When I read this passage I really picked up on that water thing because I understand the importance of baptism as a symbolic gesture in the Christian faith. The water symbolism used in Christian baptism has its roots in the Old Testament. Here we see one of the examples of how water is symbolic of the cleansing of the people. That is what baptism symbolizes in the Christian faith. The people of Israel had already committed to repentance and Samuel’s pouring out of water on to the land “before the Lord” was symbolic of what had already happening in the life of the people of Israel. Similarly, baptism, the act, does not in and of itself impart salvation. It is simply a beautifully symbolic and powerful testament to what has already occurred in the believer’s soul. Salvation has already occurred and baptism is how we “go public” about our faith, about our already occurred salvation experience. Water is important.

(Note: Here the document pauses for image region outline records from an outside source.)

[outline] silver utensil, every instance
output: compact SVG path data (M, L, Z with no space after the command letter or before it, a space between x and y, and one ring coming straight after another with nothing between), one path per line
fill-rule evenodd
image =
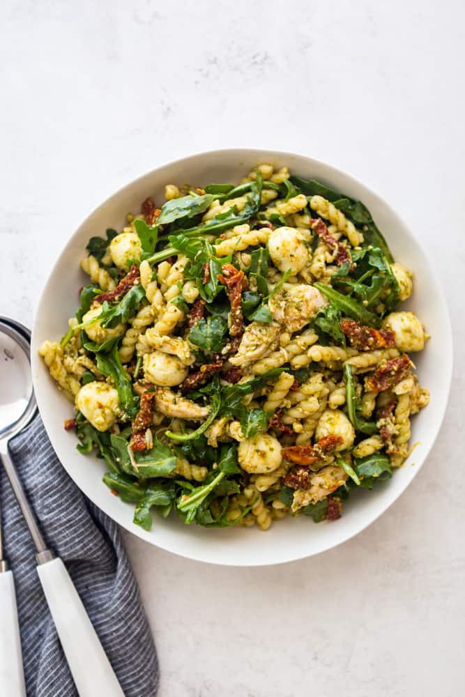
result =
M36 546L39 579L79 695L123 697L64 564L47 548L8 452L9 441L31 422L37 408L29 337L29 330L22 325L0 317L0 460ZM22 696L26 693L13 578L3 556L0 556L0 590L3 594L0 595L0 694ZM8 610L3 616L6 606Z

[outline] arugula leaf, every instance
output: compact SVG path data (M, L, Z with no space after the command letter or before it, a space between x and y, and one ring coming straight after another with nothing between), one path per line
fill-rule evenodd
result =
M215 256L215 250L210 243L204 238L188 238L185 234L172 236L169 241L177 252L181 252L191 260L184 271L186 279L196 282L201 298L207 302L212 302L222 291L223 286L218 280L223 264L231 261L231 255L218 259ZM204 266L208 265L208 280L203 283Z
M132 286L119 302L109 303L107 300L102 305L98 320L102 327L116 327L124 324L137 314L140 302L145 298L145 291L140 284Z
M219 353L224 346L227 320L217 315L199 319L191 328L188 340L208 353Z
M252 291L245 291L242 294L242 312L244 316L249 319L250 314L255 309L257 305L261 302L261 297L258 293Z
M220 451L218 469L227 475L239 474L241 470L237 459L237 445L223 445Z
M389 261L394 261L388 243L376 227L372 214L360 201L338 194L315 179L303 179L298 176L291 176L291 180L302 190L305 196L322 196L328 201L330 201L352 222L361 227L365 243L379 247Z
M367 489L372 489L376 480L381 482L392 476L390 461L383 452L375 452L365 457L356 457L353 465L362 486Z
M244 413L241 415L241 428L245 438L252 438L261 431L266 431L268 421L271 415L264 409L249 409L243 407Z
M134 225L140 240L142 252L146 254L153 254L158 241L158 231L160 230L158 221L155 225L147 225L145 220L137 218L134 221Z
M257 181L250 182L247 185L242 185L242 192L250 189L250 194L247 197L247 204L243 210L238 213L235 206L222 213L218 213L211 220L197 225L195 227L188 229L181 230L181 232L191 235L209 235L212 233L221 232L222 230L227 230L235 225L247 221L257 213L260 208L261 200L262 178L260 173L257 173ZM232 198L239 195L240 187L236 187L235 190L231 190L225 197ZM159 219L158 219L159 220Z
M179 443L175 446L174 451L178 453L180 457L185 457L190 462L201 462L208 468L211 468L218 460L216 448L209 445L203 435L193 441Z
M161 514L166 517L176 498L173 484L151 484L140 499L134 512L134 522L144 530L149 530L153 523L151 509L162 509Z
M317 313L313 321L313 324L319 337L321 337L321 333L323 333L323 338L326 338L324 335L327 335L333 339L337 344L344 346L346 337L341 329L341 311L330 302Z
M360 399L356 392L352 366L346 363L342 370L342 375L346 383L346 401L349 420L356 431L360 431L367 436L372 436L377 432L378 428L374 421L365 421L360 415Z
M123 367L121 359L118 353L118 345L115 344L109 353L96 354L97 367L103 375L112 377L118 391L119 404L125 416L133 419L137 413L136 399L132 393L132 385Z
M266 247L259 247L250 254L251 261L249 275L257 280L257 286L262 296L268 294L266 273L268 266L268 252Z
M337 457L336 462L340 468L342 468L344 471L348 475L350 478L355 482L358 487L360 487L360 481L358 478L357 473L355 471L352 466L346 460L345 457Z
M303 179L300 176L291 176L291 181L299 187L305 196L322 196L334 203L341 198L341 194L330 189L316 179Z
M141 479L167 477L176 469L176 454L156 438L150 450L136 451L133 457L135 475Z
M322 498L316 503L309 503L307 506L303 507L300 513L304 516L310 516L313 519L314 523L321 523L326 519L328 513L328 499Z
M296 186L290 179L284 179L280 185L280 192L284 197L284 201L289 201L294 196L300 193L300 190Z
M165 431L165 435L167 436L168 438L172 438L174 441L192 441L198 438L199 436L205 433L209 426L211 426L212 423L216 418L220 406L221 396L219 392L217 392L216 394L213 395L211 401L211 409L210 413L204 423L201 424L198 429L196 429L195 431L192 431L192 433L190 434L174 434L171 431Z
M334 205L356 224L361 227L365 243L379 247L389 261L394 257L383 235L376 227L368 208L360 201L351 199L339 199Z
M248 319L253 320L256 322L264 322L265 324L269 324L270 322L273 322L273 315L270 310L268 309L267 305L261 305L259 307L257 307L248 317Z
M80 323L86 312L89 312L94 298L100 295L101 291L94 283L88 283L79 293L79 309L76 312L76 319Z
M171 199L163 204L162 210L157 218L158 225L169 225L170 223L183 219L195 217L204 213L210 207L215 197L212 194L202 196L181 196L178 199Z
M344 314L361 321L363 324L374 327L379 325L379 317L372 312L369 312L363 305L360 305L349 296L338 293L334 288L331 288L330 286L327 286L324 283L316 282L314 283L314 286Z
M290 487L287 487L285 484L281 487L280 489L280 494L278 498L282 503L290 508L292 505L292 501L294 500L294 490L291 489Z
M116 230L109 227L108 229L105 231L105 234L107 236L106 240L103 237L91 237L87 243L87 246L86 247L86 249L89 252L89 254L92 254L93 256L95 256L98 261L102 261L105 256L105 252L107 251L107 247L113 238L116 236L118 233Z
M188 494L184 494L178 500L178 510L183 513L190 514L186 518L186 523L190 523L195 518L195 511L205 500L215 487L226 477L226 473L220 471L208 484L196 487L191 489Z
M118 467L126 474L134 477L136 475L135 470L132 467L129 452L128 452L128 441L125 438L116 434L110 435L110 445L113 451L114 459Z
M85 332L83 331L82 333L84 334L86 337L87 336L87 335L85 334ZM105 340L102 342L101 344L96 344L95 342L91 342L89 339L88 339L87 341L82 342L82 345L84 348L87 349L87 351L92 351L93 353L98 353L100 351L111 351L116 342L119 341L121 338L121 336L109 337L108 339L105 339Z

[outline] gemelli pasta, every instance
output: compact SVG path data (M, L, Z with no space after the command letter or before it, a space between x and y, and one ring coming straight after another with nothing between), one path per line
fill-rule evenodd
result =
M362 203L286 167L165 192L91 238L69 330L40 349L65 428L146 530L340 518L388 486L428 404L411 272Z

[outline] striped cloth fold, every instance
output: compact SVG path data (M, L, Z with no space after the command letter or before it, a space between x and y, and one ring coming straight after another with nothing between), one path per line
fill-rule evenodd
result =
M12 441L10 452L47 543L66 565L125 695L152 697L158 683L157 655L116 523L68 476L40 417ZM28 697L75 697L36 569L35 549L3 469L0 487Z

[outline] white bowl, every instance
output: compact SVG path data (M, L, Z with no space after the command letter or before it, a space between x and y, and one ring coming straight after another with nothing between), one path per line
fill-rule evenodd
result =
M150 194L162 197L168 183L237 182L259 162L288 165L292 173L318 179L333 189L360 199L384 233L395 259L415 274L415 291L408 307L432 334L426 349L415 354L420 383L431 402L413 420L411 443L418 443L404 466L391 480L372 491L354 492L344 503L342 518L318 525L302 516L277 522L267 533L257 528L213 528L185 525L176 516L155 516L146 532L132 523L134 507L123 503L102 482L102 461L76 450L76 438L63 427L73 406L56 390L38 349L45 339L58 339L78 302L77 289L86 282L79 261L92 235L106 228L121 228L128 211L138 211ZM133 535L181 556L213 564L259 566L317 554L340 544L372 523L404 491L418 474L439 430L448 401L452 374L452 337L447 307L432 264L416 237L382 199L348 174L310 158L261 150L224 150L202 153L158 167L128 184L105 201L72 236L53 268L40 298L32 334L32 370L36 395L45 429L56 454L82 491Z

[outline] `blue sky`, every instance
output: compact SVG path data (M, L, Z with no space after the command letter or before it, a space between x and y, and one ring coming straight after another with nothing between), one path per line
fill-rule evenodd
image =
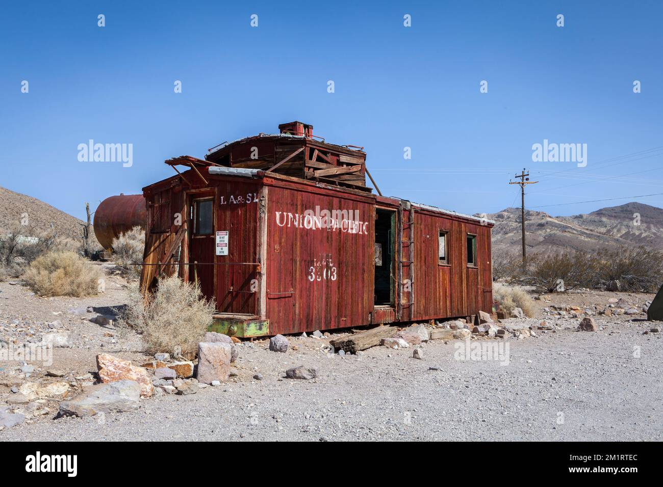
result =
M171 176L165 159L297 119L364 146L389 195L493 213L526 168L528 207L553 215L663 206L626 197L663 193L662 17L646 1L4 2L0 186L82 217ZM133 144L133 166L79 162L89 139ZM587 144L587 166L532 162L544 139Z

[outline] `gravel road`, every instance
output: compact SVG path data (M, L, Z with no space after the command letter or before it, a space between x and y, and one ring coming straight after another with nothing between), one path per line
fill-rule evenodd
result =
M286 354L245 343L238 376L219 387L145 400L103 420L26 422L0 440L660 441L663 337L642 334L651 327L612 317L595 333L510 339L508 365L457 360L458 341L428 343L423 360L381 347L329 355L314 338L290 337L298 350ZM284 378L302 364L318 378Z

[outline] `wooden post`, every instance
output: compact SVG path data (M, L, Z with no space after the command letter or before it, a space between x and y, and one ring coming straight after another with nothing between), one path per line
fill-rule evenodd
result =
M85 211L88 214L88 223L85 225L81 224L83 227L83 248L84 252L85 253L86 257L90 256L90 203L85 203Z

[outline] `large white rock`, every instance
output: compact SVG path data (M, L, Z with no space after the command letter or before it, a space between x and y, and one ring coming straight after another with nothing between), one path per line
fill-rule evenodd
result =
M215 331L208 331L205 333L203 341L206 343L216 343L217 342L220 343L229 343L231 353L230 361L235 362L237 359L237 357L239 356L239 351L235 345L235 342L227 335L217 333Z
M198 343L198 371L196 378L202 384L227 380L232 351L223 342Z
M60 412L83 417L97 413L131 411L138 407L141 392L141 384L134 380L90 386L75 398L60 403Z

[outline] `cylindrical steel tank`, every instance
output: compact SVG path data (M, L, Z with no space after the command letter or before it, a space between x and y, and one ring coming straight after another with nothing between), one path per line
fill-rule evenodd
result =
M134 227L145 229L147 209L142 194L111 196L99 204L94 213L94 235L104 248L110 248L113 239Z

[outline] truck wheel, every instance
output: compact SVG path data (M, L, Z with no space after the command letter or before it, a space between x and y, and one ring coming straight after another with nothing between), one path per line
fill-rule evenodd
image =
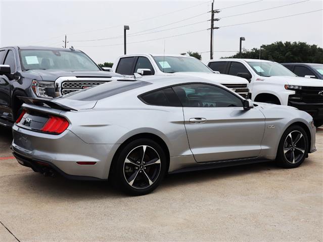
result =
M139 139L123 147L113 168L115 185L132 195L154 191L165 176L166 159L161 147L148 139Z
M304 129L298 126L291 126L282 136L276 161L285 168L297 167L305 160L308 149L308 139Z

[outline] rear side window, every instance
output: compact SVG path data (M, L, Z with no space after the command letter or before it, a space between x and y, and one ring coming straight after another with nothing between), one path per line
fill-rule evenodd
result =
M134 56L120 58L116 72L121 75L133 75L132 73L134 58Z
M157 90L142 95L140 99L145 103L156 106L181 107L177 95L171 88Z
M239 62L232 62L229 69L229 75L237 76L238 73L250 74L250 72L243 64Z
M225 73L227 64L226 62L211 62L209 63L209 67L213 71L220 72L220 73L224 74Z
M154 68L152 64L150 63L149 60L146 57L139 56L138 57L138 60L137 60L137 64L135 65L134 68L134 72L137 72L138 69L150 69L152 75L155 74L154 71Z
M6 53L6 50L0 50L0 65L3 64L3 60L5 57L5 54Z
M315 76L314 73L305 67L301 66L295 66L294 73L299 77L305 77L305 76Z
M15 61L15 54L14 53L14 51L9 50L7 54L7 56L6 56L4 65L9 65L10 66L10 69L11 70L12 73L16 71L16 62Z

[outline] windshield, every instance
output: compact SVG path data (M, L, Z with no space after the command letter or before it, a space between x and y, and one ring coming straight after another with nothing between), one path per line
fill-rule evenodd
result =
M256 72L256 73L262 77L296 76L287 68L278 63L248 62L248 64Z
M213 72L211 69L195 58L184 56L154 56L153 58L159 70L165 73Z
M26 49L20 50L23 69L61 70L69 71L100 71L84 53L69 50Z
M312 67L317 71L317 72L323 76L323 65L312 66Z

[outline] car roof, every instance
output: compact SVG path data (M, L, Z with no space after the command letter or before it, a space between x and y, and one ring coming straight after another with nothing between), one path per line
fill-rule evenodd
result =
M15 48L18 49L44 49L44 50L64 50L64 51L80 51L80 50L75 49L75 50L72 50L69 48L57 48L57 47L47 47L47 46L20 46L20 45L14 45L11 46L6 46L3 47L1 48Z
M227 61L227 60L244 60L245 62L270 62L270 63L274 63L274 62L272 62L271 60L267 60L266 59L243 59L243 58L224 58L223 59L211 59L209 60L209 62L215 62L215 61Z
M144 76L139 78L135 78L134 77L126 78L122 79L119 79L118 81L140 81L149 82L152 84L152 87L155 86L167 86L172 85L176 85L179 84L190 83L192 82L204 82L210 84L215 84L220 85L215 83L213 81L208 80L204 78L199 77L190 77L190 76L181 76L174 75L155 75L154 76Z
M319 63L281 63L282 65L304 65L305 66L319 66L323 65L323 64L320 64Z
M189 55L182 55L182 54L158 54L158 53L137 53L134 54L124 54L123 55L121 56L120 57L125 57L125 56L132 56L136 55L151 55L152 56L172 56L172 57L187 57L188 58L194 58L193 56L190 56Z

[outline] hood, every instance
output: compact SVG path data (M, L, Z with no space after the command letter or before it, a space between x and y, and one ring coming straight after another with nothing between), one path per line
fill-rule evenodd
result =
M323 87L323 80L305 78L301 77L261 77L265 80L274 81L284 85L304 86L307 87Z
M30 70L25 72L31 75L39 76L43 81L55 81L61 77L100 77L100 78L123 78L117 73L103 71L83 72L72 72L62 71L60 70Z
M172 73L176 76L189 76L199 77L210 81L213 81L220 84L249 84L249 82L242 77L225 74L208 72L175 72Z

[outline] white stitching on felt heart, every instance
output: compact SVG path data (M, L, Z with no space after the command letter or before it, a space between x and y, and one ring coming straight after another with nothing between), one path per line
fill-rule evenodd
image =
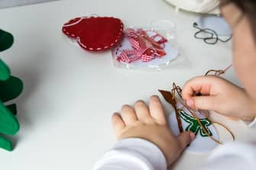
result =
M95 18L95 17L90 17L90 18L88 18L88 17L82 17L82 18L74 18L74 19L72 19L72 20L69 21L66 24L65 24L63 26L63 29L62 29L62 30L63 30L63 31L65 34L66 34L67 35L70 35L70 33L69 33L69 32L65 29L65 27L70 27L70 26L77 24L78 23L79 23L80 21L82 21L83 19L92 18ZM79 18L79 21L76 21L76 22L74 22L74 23L72 23L72 24L68 24L68 23L72 22L72 21L76 20L76 19L78 19L78 18ZM120 39L120 37L121 37L122 35L122 31L123 31L123 29L124 29L124 25L123 25L122 21L120 21L120 24L121 24L121 28L120 28L119 34L118 34L117 38L115 40L115 43L118 42L118 40ZM96 48L96 49L94 49L94 48L92 48L92 47L86 47L85 44L83 44L83 43L81 43L81 41L80 41L80 38L79 38L79 37L76 37L74 34L71 34L70 36L73 37L74 37L74 38L76 38L76 42L77 42L80 46L82 46L83 48L85 48L85 49L86 49L86 50L92 50L92 51L96 50L96 51L99 51L99 50L102 50L102 48ZM103 49L107 49L107 48L109 48L109 47L114 46L114 45L115 45L115 43L111 43L111 44L109 45L109 46L105 46L105 47L104 47Z

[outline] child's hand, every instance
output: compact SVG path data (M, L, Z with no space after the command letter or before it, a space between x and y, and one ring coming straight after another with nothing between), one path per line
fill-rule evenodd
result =
M124 105L121 114L114 114L112 120L118 140L137 137L152 142L163 152L168 165L195 138L192 132L184 132L177 137L173 134L157 96L151 97L148 107L143 101L138 101L134 109Z
M194 109L211 110L245 120L251 120L256 114L255 102L245 89L217 76L199 76L187 81L182 96Z

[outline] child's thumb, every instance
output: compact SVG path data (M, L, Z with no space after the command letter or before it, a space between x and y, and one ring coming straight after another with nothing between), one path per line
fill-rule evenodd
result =
M215 96L194 96L186 100L186 104L193 109L215 110L218 102Z
M177 138L181 150L183 150L195 138L196 135L193 132L181 133Z

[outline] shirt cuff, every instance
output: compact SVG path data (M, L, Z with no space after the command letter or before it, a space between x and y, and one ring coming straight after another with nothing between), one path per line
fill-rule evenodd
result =
M94 170L166 170L167 162L160 149L152 143L128 138L118 141L96 164Z
M248 127L256 128L256 117L252 121L243 120Z

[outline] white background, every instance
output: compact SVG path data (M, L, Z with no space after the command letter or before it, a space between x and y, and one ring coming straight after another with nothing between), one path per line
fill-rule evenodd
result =
M0 8L57 0L1 0Z
M114 16L125 25L147 26L154 20L177 24L181 62L161 72L115 68L109 50L89 53L70 43L62 25L79 16ZM147 101L157 89L170 90L209 69L232 62L231 43L208 45L193 38L198 15L176 13L164 1L70 0L0 10L0 27L13 34L13 47L0 53L24 89L16 101L21 130L13 152L0 149L0 169L91 169L115 141L110 117L123 104ZM238 83L233 69L226 79ZM235 100L235 99L234 99ZM167 113L170 105L165 104ZM219 117L238 140L252 141L255 132L244 123ZM222 140L231 137L218 127ZM196 169L209 153L185 152L173 169Z

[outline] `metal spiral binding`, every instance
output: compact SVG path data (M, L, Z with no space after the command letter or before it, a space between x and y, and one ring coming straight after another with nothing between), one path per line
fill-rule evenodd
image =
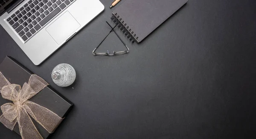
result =
M121 31L123 31L122 32L125 33L125 34L127 36L127 38L130 39L130 40L132 41L132 43L134 43L135 42L135 39L138 39L139 37L137 36L136 37L136 34L134 33L134 32L131 31L131 29L129 28L129 26L126 25L127 25L126 23L125 23L124 21L122 21L122 18L119 18L120 17L119 16L117 16L117 13L116 13L114 14L113 13L113 16L111 17L111 19L113 20L113 22L116 23L116 25L118 25L119 28L120 28L120 29ZM124 24L124 23L125 23ZM129 35L128 35L129 34Z

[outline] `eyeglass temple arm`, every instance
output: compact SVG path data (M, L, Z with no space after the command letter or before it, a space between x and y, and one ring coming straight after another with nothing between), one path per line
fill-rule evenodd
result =
M113 30L113 31L114 31L114 32L115 32L115 33L116 33L116 36L117 36L118 37L118 38L119 38L119 39L120 39L120 40L121 40L121 41L122 42L122 43L124 44L124 45L125 45L125 47L126 47L126 48L127 48L127 50L128 50L128 51L127 51L127 53L128 53L129 52L130 52L130 49L129 49L129 48L128 48L128 47L127 47L127 45L126 45L126 44L125 44L125 42L124 42L124 41L121 39L121 38L120 37L120 36L119 36L119 35L117 34L117 33L116 33L116 31L114 30L114 28L115 28L115 27L116 27L116 26L113 28L108 23L108 22L107 21L106 21L106 22L107 22L107 23L108 23L108 25L109 25L110 26L110 27L112 29L112 30L111 31Z

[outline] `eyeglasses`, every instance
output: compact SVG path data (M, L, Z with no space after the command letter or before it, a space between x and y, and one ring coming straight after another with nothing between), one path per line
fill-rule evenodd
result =
M107 22L107 23L108 23L108 25L110 26L110 27L111 27L112 29L111 30L111 31L110 31L108 33L108 35L107 35L107 36L106 36L104 38L104 39L103 39L103 40L102 40L102 41L101 41L101 42L99 43L99 44L98 46L96 48L95 48L95 49L94 49L94 50L93 51L93 55L99 56L114 56L114 55L122 55L122 54L124 54L126 53L129 53L129 52L130 52L130 49L129 49L129 48L128 48L128 47L127 47L127 45L126 45L126 44L125 44L125 43L124 41L123 41L123 40L120 37L120 36L119 36L119 35L118 35L118 34L116 33L116 31L114 30L115 28L116 28L116 25L114 27L114 28L112 28L112 27L108 23L108 22L106 21L106 22ZM114 32L115 32L116 34L116 36L117 36L118 37L119 39L121 40L122 42L122 43L124 44L124 45L125 45L125 47L126 47L126 48L128 50L123 51L119 51L119 52L113 51L113 54L110 54L109 52L108 52L108 50L107 51L107 53L95 53L95 51L96 50L97 50L97 49L98 49L98 48L100 45L100 44L102 43L102 42L103 42L103 41L105 40L105 39L106 39L106 38L107 38L107 37L108 36L108 35L110 34L110 33L112 31L114 31Z

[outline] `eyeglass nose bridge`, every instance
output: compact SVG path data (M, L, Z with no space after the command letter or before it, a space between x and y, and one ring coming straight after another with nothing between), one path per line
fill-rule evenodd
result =
M109 51L108 51L108 50L107 50L107 52L108 52L107 53L108 53L108 56L114 56L115 55L115 51L113 51L113 54L110 54L109 53Z

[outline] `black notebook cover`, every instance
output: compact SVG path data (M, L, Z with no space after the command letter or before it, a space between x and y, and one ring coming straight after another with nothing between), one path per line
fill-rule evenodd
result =
M122 26L123 32L132 37L130 40L139 43L187 1L126 0L113 11L114 22Z

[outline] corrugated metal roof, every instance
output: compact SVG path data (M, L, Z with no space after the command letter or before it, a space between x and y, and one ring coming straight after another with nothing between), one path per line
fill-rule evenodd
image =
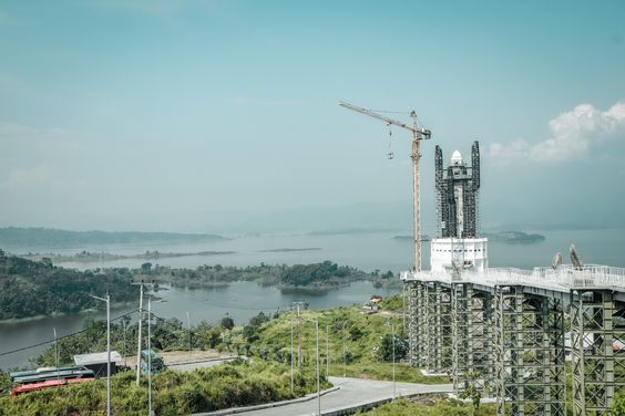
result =
M74 363L76 365L90 365L90 364L105 364L106 363L106 352L94 353L94 354L78 354L74 355ZM122 361L122 356L116 351L111 351L111 363L119 363Z

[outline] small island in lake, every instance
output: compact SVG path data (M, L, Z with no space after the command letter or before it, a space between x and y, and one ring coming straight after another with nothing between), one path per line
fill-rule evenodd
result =
M532 245L545 240L545 236L539 233L526 233L523 231L496 231L484 232L489 241L503 242L505 245Z

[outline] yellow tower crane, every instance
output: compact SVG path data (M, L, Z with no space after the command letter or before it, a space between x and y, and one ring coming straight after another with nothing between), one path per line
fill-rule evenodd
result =
M420 189L419 189L419 159L421 154L419 152L419 142L426 138L429 139L432 133L426 128L417 127L417 113L414 111L410 112L410 117L412 118L412 125L398 122L396 119L389 118L381 114L376 113L372 110L361 108L356 105L339 101L338 103L341 107L352 110L357 113L368 115L373 118L381 119L387 123L387 125L396 125L412 132L412 206L413 206L413 228L414 228L414 272L421 271L421 202L420 202Z

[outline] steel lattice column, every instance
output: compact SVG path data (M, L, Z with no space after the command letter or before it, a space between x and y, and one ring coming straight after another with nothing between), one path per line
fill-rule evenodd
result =
M428 282L426 292L427 367L431 373L444 373L451 368L451 291L439 282Z
M625 387L625 311L613 292L571 292L573 413L609 415L614 395ZM615 351L616 350L616 351Z
M499 416L565 414L564 325L560 299L495 288Z
M408 342L409 342L409 360L410 365L420 366L421 362L419 360L419 281L408 281L403 283L407 285L408 293Z
M418 354L419 366L428 366L428 329L429 329L429 314L428 314L428 283L419 282L417 285L417 298L419 299L419 326L417 327L417 336L419 339Z
M471 283L452 284L452 377L457 393L473 381L482 396L492 394L491 310L490 293L474 290Z

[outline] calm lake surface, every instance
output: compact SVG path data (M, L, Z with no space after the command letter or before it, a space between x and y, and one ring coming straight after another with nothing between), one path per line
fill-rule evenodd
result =
M532 245L489 243L489 262L491 267L518 267L531 269L535 266L549 266L556 252L562 252L568 262L568 246L575 243L577 251L586 263L600 263L625 267L625 230L580 230L580 231L531 231L546 237L545 241ZM11 253L58 252L73 254L82 250L91 252L110 252L116 254L139 254L146 250L161 252L197 252L197 251L235 251L232 254L192 256L151 260L153 263L173 268L196 268L202 264L254 266L265 263L311 263L331 260L344 266L354 266L366 271L379 269L399 272L410 269L412 264L412 246L410 239L398 240L397 233L363 235L276 235L253 236L233 240L194 245L111 245L88 246L73 249L54 250L47 247L3 247ZM267 252L276 249L307 249L311 251ZM428 242L423 245L423 264L429 264ZM140 267L145 260L124 259L95 262L64 262L58 266L93 269L98 267ZM260 287L254 282L235 282L228 287L195 290L160 291L162 302L154 302L153 312L162 318L177 318L186 322L186 311L191 311L192 324L201 320L212 323L228 313L237 324L246 323L259 311L273 313L278 308L288 309L293 301L307 301L312 309L327 309L337 305L361 304L372 293L388 295L392 292L373 289L369 282L356 282L350 287L338 288L322 294L284 293L276 288ZM117 316L136 309L137 304L129 304L112 309L111 315ZM33 345L53 339L53 327L59 336L80 331L88 318L103 319L105 314L75 314L42 320L0 323L0 353ZM30 356L39 355L47 345L29 349L10 355L0 355L0 368L24 365Z

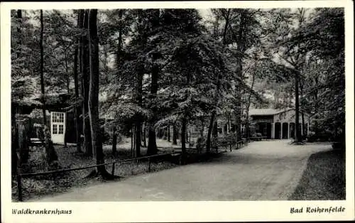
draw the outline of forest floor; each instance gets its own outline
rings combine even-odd
[[[32,201],[286,200],[300,182],[309,157],[330,151],[326,143],[251,142],[208,161]]]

It is important to God. It is important symbolically in God’s relationship to man. Water is reality is the most important thing that we need physically to survive and not die. It is the same as a symbol of what God does for us through Jesus. We need Jesus as much spiritually as much as we need water physically. It is no wonder that God influenced us to use water as the most central symbol of the Christian faith.

Amen and Amen.

Matthew 8:23-27
Jesus Calms the Storm
Picture if you will a 12 year-old boy on a slalom water ski being pulled behind his father’s boat. Back in my pre-teen and teenage years, this was Saturdays in the Summer. My best friend from those years, Donnie Garrison, and I would ski any chance we got. Just find my Dad or Donnie’s Dad and get the boat on the water. We became really good at it. Not professional but really good. No two skis for us. It was slalom all the way. Man, could we get air when we jump the wakes. Time of your life, huh, kid? We would ski for hours on end every Saturday. And the best part was coming back to our beach cove at Donnie’s property which was our base of operations on Saturdays. When we would come back from a run, Daddy would drop each of us off so that we could show off coming for a landing and see if we could make to shore without stopping and just hop off on land. Then, the next guy. Afterwards, Donnie and I would argue over who had the best run and the best landing. Great times.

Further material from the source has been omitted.